Tag Archives: C.H.U.D.s

C.H.U.D.s among us?

The exploits of a certain shirtless, slightly wounded, knife-throwing, sword-waving hunter of werewolves and ‘chuds’ has sparked a lot of questions.

But the chief among them (at least for me) is ‘what’s a chud?’

A quick Google search directed me to a Wikipedia page describing a subset of Baltic Slavs dwelling in the southern parts of Finland and coastal Estonia.

In the year 1030, Prince Yaroslav the Wise of Kiev defeated the Chuds and began demanding (and receiving) regular tributes from them. Not much more is noted about the Chuds, except that they were regularly the victims of raids from their eastern, Russian-speaking neighbors.

Chuds were no doubt a hearty people, but not exactly on par with werewolves.

I enlisted my ‘Tweeps’ to help me learn of a more likely match for our blade-bedecked hunter.

“He was also hunting ‘chuds,'” I said via Twitter. “What is a ‘chud’? Anybody?”

All responses pointed to the truly terrifying Cannibalistic Humanoid Underground Dweller (or C.H.U.D. for short).

They have glowing eyes, sharp little piranha teeth and slimy, gnarled skin. They were created when toxic waste came into contact with homeless people.
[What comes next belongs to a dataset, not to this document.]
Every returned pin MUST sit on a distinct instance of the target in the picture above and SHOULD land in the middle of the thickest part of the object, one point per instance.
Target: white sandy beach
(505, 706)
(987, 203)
And they’re “not staying underground anymore,” as the tag-line for a motion picture about C.H.U.D.s states.

If you dare, click on the above movie trailer. Parental guidance is recommended.

So, with chuds, or C.H.U.D.s, now identified, another question arises: how did C.H.U.D.s come to roam Bainbridge Island?

Leave it to a well-informed, Twitter-ready City Hall-watcher to posit the likeliest possibility:

“I guess the Winslow sewer leak did some long-term damage after all.”